Six months after Yale began the Democracy, Security and Justice lecture series to address international issues in the post-Sept. 11 world, Middle East historian Bernard Lewis addressed a topic pressing to that world — methods of government in Muslim countries.

Lewis gave the 18th and final lecture of the series last night in the Law School. Speaking on “Democracy, Legitimacy and Succession in the Middle East,” Lewis detailed the differences in the history of the religion-state relationship in the Christian and Muslim worlds, and argued that some Muslim governments have departed from the principles of Islamic law.

Lewis began by saying he does not agree with the notion that democracy is good while all other governments are bad, calling democracy “a system that we in the English world have worked out.”

He said that before making any judgements, it is important to understand the basic principles of classical government in Islam. He detailed three principles — the “elective,” the “contractual element of sovereignty,” and “accountability” — which require rulers to be chosen, limit their powers and provide for responsible government.

“One cannot describe traditional Islamic government as despotic,” Lewis said. “[Rulers are] bound by strict limits.”

He said that in theory, these principles would create “limited, responsible, contractual government,” but that “in practice there was authoritarian government.”

Lewis spoke of how succession is determined in Islamic law. While there were monarchical practices, he said, Muslim governments “never created a rule of succession” as many Western countries did, in which the law of primogeniture reigned.

In Islamic governments, Lewis said, the ruler nominates a successor, who is usually a member of the family and many times a brother. The heir was usually a “grown-up, experienced” person, not usually a juvenile.
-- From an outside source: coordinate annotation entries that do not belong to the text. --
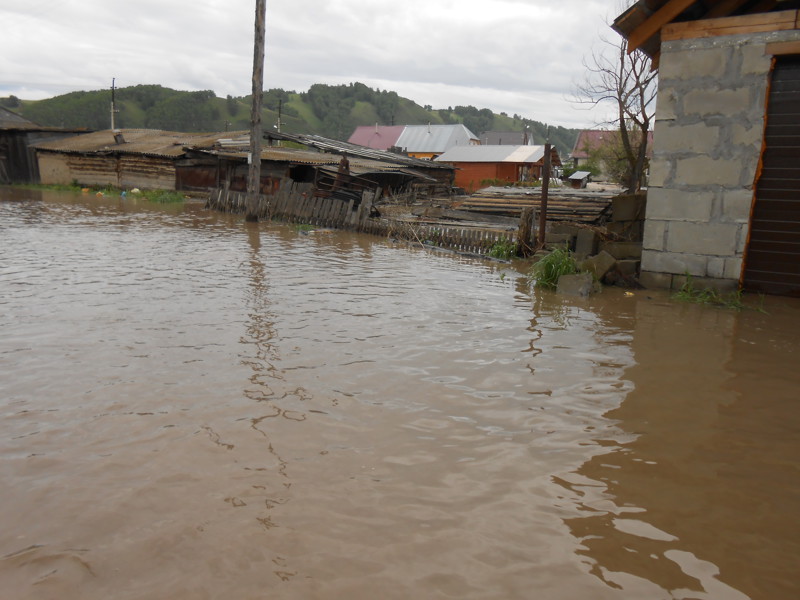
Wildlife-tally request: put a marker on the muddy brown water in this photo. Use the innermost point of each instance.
(197, 407)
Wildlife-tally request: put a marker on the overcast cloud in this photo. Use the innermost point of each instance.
(515, 56)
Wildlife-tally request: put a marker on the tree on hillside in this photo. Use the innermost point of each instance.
(627, 82)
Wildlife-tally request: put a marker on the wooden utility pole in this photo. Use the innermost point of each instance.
(113, 105)
(254, 172)
(545, 189)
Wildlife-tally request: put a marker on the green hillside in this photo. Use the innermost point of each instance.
(331, 111)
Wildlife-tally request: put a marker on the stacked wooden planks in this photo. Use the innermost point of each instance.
(591, 209)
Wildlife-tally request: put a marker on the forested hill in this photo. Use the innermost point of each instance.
(331, 111)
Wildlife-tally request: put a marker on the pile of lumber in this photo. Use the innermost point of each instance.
(590, 209)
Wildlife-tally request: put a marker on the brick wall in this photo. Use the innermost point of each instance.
(707, 144)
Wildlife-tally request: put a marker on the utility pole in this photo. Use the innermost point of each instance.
(545, 189)
(254, 172)
(113, 105)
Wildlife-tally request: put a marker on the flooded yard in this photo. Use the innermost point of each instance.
(198, 407)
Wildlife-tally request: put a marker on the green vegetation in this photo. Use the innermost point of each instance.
(160, 196)
(689, 293)
(329, 110)
(519, 184)
(546, 271)
(504, 249)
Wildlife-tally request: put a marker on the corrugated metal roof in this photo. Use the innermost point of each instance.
(434, 138)
(307, 157)
(493, 154)
(506, 138)
(150, 142)
(353, 150)
(379, 137)
(11, 121)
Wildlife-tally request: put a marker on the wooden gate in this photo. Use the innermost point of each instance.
(773, 255)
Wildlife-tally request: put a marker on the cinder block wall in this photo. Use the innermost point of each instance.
(707, 144)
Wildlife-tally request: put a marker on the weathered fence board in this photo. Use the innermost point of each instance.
(296, 203)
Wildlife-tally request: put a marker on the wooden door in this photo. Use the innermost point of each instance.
(772, 264)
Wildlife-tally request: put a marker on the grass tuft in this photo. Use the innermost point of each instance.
(546, 271)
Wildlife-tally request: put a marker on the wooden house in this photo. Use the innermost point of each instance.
(379, 137)
(126, 158)
(723, 201)
(510, 164)
(17, 137)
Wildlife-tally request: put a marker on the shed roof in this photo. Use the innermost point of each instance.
(493, 154)
(506, 138)
(434, 138)
(380, 137)
(353, 150)
(150, 142)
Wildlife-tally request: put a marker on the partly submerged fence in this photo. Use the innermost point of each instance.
(296, 203)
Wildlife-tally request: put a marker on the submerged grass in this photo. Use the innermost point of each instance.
(160, 196)
(546, 271)
(163, 196)
(504, 249)
(732, 300)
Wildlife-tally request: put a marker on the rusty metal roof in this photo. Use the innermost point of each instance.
(11, 121)
(149, 142)
(494, 154)
(355, 151)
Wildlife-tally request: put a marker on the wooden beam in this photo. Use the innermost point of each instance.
(656, 21)
(764, 6)
(782, 48)
(724, 8)
(760, 23)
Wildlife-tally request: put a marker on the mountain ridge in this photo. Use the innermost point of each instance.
(329, 110)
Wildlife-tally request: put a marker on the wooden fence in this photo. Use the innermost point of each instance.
(296, 203)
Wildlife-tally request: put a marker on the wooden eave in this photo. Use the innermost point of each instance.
(649, 22)
(759, 23)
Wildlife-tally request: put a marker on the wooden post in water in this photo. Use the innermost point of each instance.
(254, 172)
(524, 233)
(545, 189)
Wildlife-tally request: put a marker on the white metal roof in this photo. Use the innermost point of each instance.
(513, 154)
(434, 138)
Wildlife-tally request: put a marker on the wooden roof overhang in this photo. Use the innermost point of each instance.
(649, 22)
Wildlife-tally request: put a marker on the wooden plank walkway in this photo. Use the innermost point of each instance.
(590, 209)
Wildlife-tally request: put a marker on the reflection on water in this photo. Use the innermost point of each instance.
(194, 406)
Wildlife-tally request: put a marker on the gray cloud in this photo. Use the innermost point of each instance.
(512, 56)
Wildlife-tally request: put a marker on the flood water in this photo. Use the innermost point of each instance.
(198, 407)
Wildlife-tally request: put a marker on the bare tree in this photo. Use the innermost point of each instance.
(628, 82)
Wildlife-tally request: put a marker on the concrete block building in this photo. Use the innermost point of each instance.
(724, 193)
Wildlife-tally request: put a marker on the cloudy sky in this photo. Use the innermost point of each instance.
(515, 56)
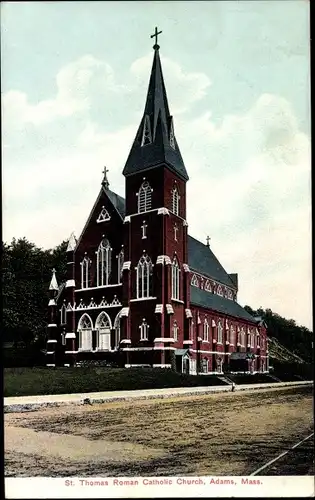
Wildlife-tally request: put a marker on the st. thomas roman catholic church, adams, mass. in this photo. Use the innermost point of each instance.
(139, 289)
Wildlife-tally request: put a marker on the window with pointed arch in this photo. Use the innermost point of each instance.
(220, 291)
(175, 279)
(194, 281)
(232, 335)
(191, 330)
(220, 332)
(63, 314)
(85, 333)
(144, 197)
(85, 272)
(146, 135)
(205, 365)
(104, 262)
(175, 200)
(144, 277)
(144, 330)
(175, 330)
(120, 264)
(206, 329)
(103, 329)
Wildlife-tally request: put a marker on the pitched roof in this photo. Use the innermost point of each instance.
(159, 124)
(212, 301)
(117, 201)
(202, 259)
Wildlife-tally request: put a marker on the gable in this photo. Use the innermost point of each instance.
(202, 259)
(107, 212)
(208, 300)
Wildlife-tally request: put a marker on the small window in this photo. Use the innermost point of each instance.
(146, 135)
(175, 331)
(144, 330)
(194, 281)
(220, 333)
(144, 197)
(206, 331)
(175, 200)
(144, 277)
(103, 216)
(85, 272)
(175, 279)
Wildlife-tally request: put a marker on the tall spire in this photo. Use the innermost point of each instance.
(53, 284)
(155, 142)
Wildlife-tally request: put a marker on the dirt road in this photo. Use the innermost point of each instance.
(217, 434)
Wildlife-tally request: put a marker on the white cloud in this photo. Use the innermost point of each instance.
(249, 187)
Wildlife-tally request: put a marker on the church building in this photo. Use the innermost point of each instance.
(140, 290)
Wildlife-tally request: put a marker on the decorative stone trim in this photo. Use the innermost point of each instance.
(163, 211)
(188, 313)
(169, 309)
(70, 335)
(164, 339)
(124, 311)
(70, 283)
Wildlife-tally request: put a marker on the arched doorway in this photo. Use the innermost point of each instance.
(85, 327)
(103, 327)
(117, 330)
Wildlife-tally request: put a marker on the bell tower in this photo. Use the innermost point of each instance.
(156, 289)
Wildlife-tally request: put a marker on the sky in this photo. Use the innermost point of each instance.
(74, 81)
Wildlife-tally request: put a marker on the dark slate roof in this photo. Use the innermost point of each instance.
(159, 151)
(202, 259)
(117, 201)
(212, 301)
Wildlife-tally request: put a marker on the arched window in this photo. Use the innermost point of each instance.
(232, 335)
(144, 277)
(85, 272)
(144, 197)
(220, 291)
(120, 264)
(144, 330)
(205, 365)
(117, 329)
(175, 330)
(104, 262)
(63, 314)
(85, 333)
(103, 327)
(220, 332)
(194, 281)
(175, 279)
(146, 135)
(206, 331)
(175, 200)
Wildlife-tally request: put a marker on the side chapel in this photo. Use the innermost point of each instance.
(138, 285)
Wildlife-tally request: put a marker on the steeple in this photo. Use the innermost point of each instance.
(155, 142)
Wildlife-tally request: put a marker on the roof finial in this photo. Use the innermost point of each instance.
(105, 182)
(53, 284)
(155, 35)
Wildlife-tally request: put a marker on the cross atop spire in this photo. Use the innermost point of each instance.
(155, 35)
(105, 182)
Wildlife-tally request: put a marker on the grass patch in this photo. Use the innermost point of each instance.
(36, 381)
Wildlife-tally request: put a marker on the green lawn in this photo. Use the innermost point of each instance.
(33, 381)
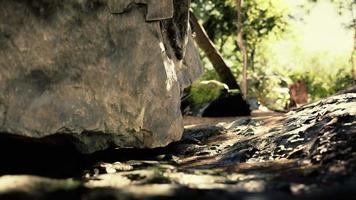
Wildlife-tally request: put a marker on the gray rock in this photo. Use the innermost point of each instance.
(105, 73)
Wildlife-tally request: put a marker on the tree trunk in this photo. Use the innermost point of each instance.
(204, 43)
(353, 58)
(241, 44)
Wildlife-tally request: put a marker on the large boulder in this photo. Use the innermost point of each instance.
(99, 73)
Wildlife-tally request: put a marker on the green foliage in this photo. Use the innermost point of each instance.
(266, 22)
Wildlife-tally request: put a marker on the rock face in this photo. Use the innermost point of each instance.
(309, 153)
(102, 73)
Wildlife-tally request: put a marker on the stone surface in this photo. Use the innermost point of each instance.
(309, 153)
(103, 73)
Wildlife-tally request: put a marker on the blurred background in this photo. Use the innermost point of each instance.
(297, 51)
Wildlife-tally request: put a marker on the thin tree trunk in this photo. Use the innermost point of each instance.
(353, 58)
(241, 44)
(204, 43)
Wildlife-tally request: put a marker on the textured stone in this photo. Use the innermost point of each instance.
(103, 73)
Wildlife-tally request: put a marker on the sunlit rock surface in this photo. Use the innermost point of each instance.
(103, 73)
(309, 153)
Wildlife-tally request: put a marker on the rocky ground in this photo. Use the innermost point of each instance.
(308, 153)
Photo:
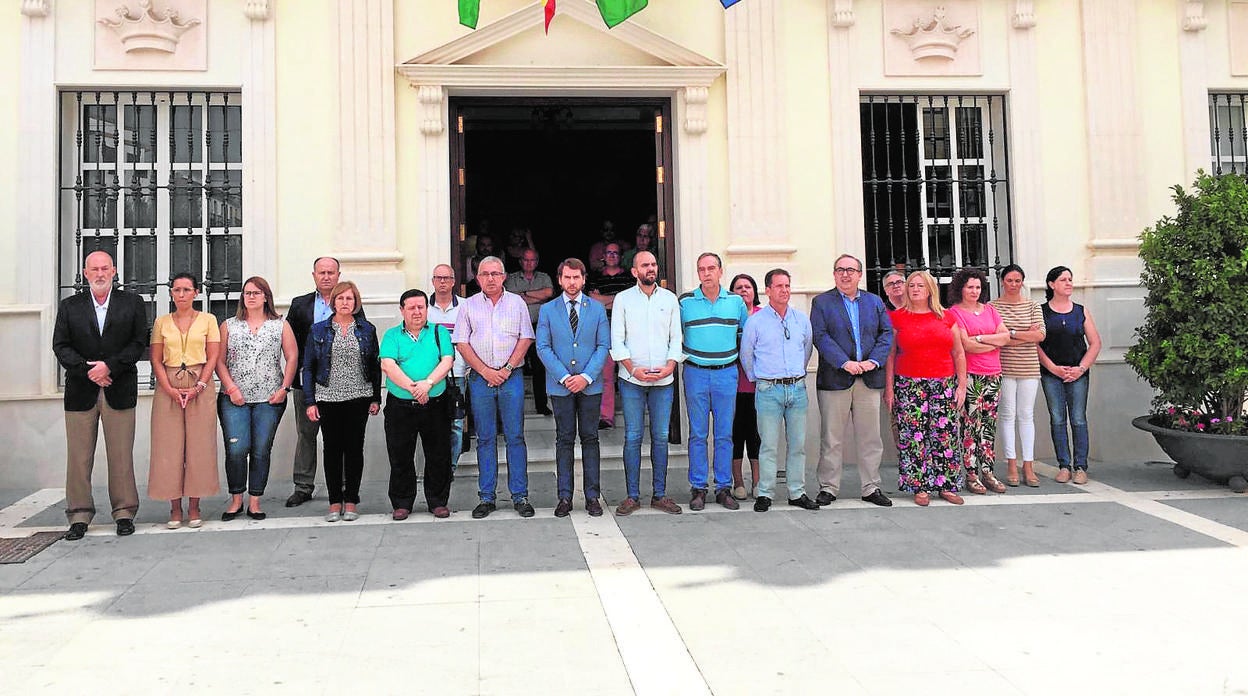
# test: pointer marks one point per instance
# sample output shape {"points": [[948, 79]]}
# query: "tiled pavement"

He said that this system has worked fairly well and survived into modern times.

Lewis also explained Islamic political thought and the relation between “church and state.”

“There is no equivalent in Islam of ‘The Church,'” he said.

He said that while in Christianity, the church is an institution with archbishops and priests, the Muslim mosque is a building where people congregate to pray.

Islam has had a longer history of interaction between government and religion, Lewis said, beginning with Mohammed’s establishment of a state in Medina, where he ruled.

Lewis went on to argue that some Muslim countries’ attempts at modernization may have led to some of their problems.

“Modernization has greatly reinforced the power of the sovereign,” he said, adding that religious authorities have lost all power and become “salary servants of the state.”

He ended by saying that while modernization for many means the separation of religion from state, this separation was “a Christian remedy for a Christian disease.” He said that some think that since the Muslim countries have tried to model Western nations in their methods of modernization, they should also try separation of religion and state. Others, he said, think that the modernization was excessive rather than inefficient, and that this separation is not the solution.

Nilofar Gardezi ’03 said the lecture was on an important topic.

“The comprehension of the whole polarization between tyranny and freedom in the Western context versus tyranny and justice in the Islamic context is really critical to understanding the situation of Muslims in Islam today,” she said.

But Charles Billington ’04 gave Lewis a mixed review.

“Lewis’s talk was useful to varying degrees,” he said. “He gave a good analysis of what has happened but not what can be done.”